EX-10.2 3 acahu-20220630xex10d2.htm EX-10.2

Exhibit 10.2

THIS PROMISSORY NOTE (“NOTE”) HAS NOT BEEN REGISTERED UNDER THE SECURITIES ACT OF 1933, AS AMENDED (THE “SECURITIES ACT”). THIS NOTE HAS BEEN ACQUIRED FOR INVESTMENT ONLY AND MAY NOT BE SOLD, TRANSFERRED OR ASSIGNED IN THE ABSENCE OF REGISTRATION OF THE RESALE THEREOF UNDER THE SECURITIES ACT OR AN OPINION OF COUNSEL REASONABLY SATISFACTORY IN FORM, SCOPE AND SUBSTANCE TO THE COMPANY THAT SUCH REGISTRATION IS NOT REQUIRED.

PROMISSORY NOTE

Principal Amount: $150,000

May 25, 2022

Atlantic Coastal Acquisition Corp., a Delaware corporation and blank check company (the “Maker”), promises to pay to the order of Shahraab Ahmad, or his registered assigns or successors in interest (the “Payee”), or order, the principal sum of One Hundred Fifty Thousand Dollars ($150,000) in lawful money of the United States of America, on the terms and conditions described below. All payments on this Note shall be made by check or wire transfer of immediately available funds or as otherwise determined by the Maker to such account as the Payee may from time to time designate by written notice in accordance with the provisions of this Note.

1. Principal. The principal balance of this Note shall be payable by the Maker on the earlier of (i) the consummation of an initial business combination of the Maker or (ii) the date that is ten (10) business days after the date the Maker is required to cease all operations except for the purpose of winding up pursuant to Section 9.2(d) of the Amended and Restated Certificate of Incorporation of the Maker dated March 5, 2021 (as such date may be extended pursuant to an amendment thereto approved by the Maker’s stockholders in accordance with the terms thereof) (the “Maturity Date”).
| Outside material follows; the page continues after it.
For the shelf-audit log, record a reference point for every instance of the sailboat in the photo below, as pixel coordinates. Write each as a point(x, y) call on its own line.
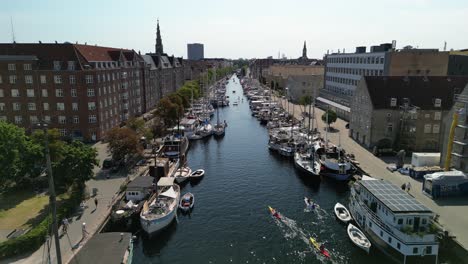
point(219, 128)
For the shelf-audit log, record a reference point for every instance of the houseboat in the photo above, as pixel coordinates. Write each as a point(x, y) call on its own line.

The principal balance may be prepaid at any time prior to the Maturity Date without penalty or premium but any amounts so prepaid may not be reborrowed. Under no circumstances shall any individual, including but not limited to any officer, director, employee or shareholder of the Maker, be obligated personally for any obligations or liabilities of the Maker hereunder.

2. Interest. No interest shall accrue on the unpaid principal balance of this Note.

3. Expense Reimbursement. Maker agrees that it will reimburse Payee for any reasonable out-of-pocket costs that Payee incurs in connection with effecting the exercise of his rights, including reasonable attorneys’ fees and expenses, if Maker shall fail to pay to Payee the entire unpaid balance of principal hereunder by 5:00pm (New York City time) on the Maturity Date.

4. Payments. All payments shall be applied first to payment in full of any costs incurred in the collection of any sum due under this Note, including (without limitation) reasonable attorney’s fees and expenses, and then to the reduction of the unpaid principal balance of this Note. All payments made hereunder shall be made without setoff, counterclaim or other defense.  If any payment on this Note is due on a day that is not a day on which banking institutions are open for business in New York, New York, then such payment shall be automatically due on the next following day that is a business day.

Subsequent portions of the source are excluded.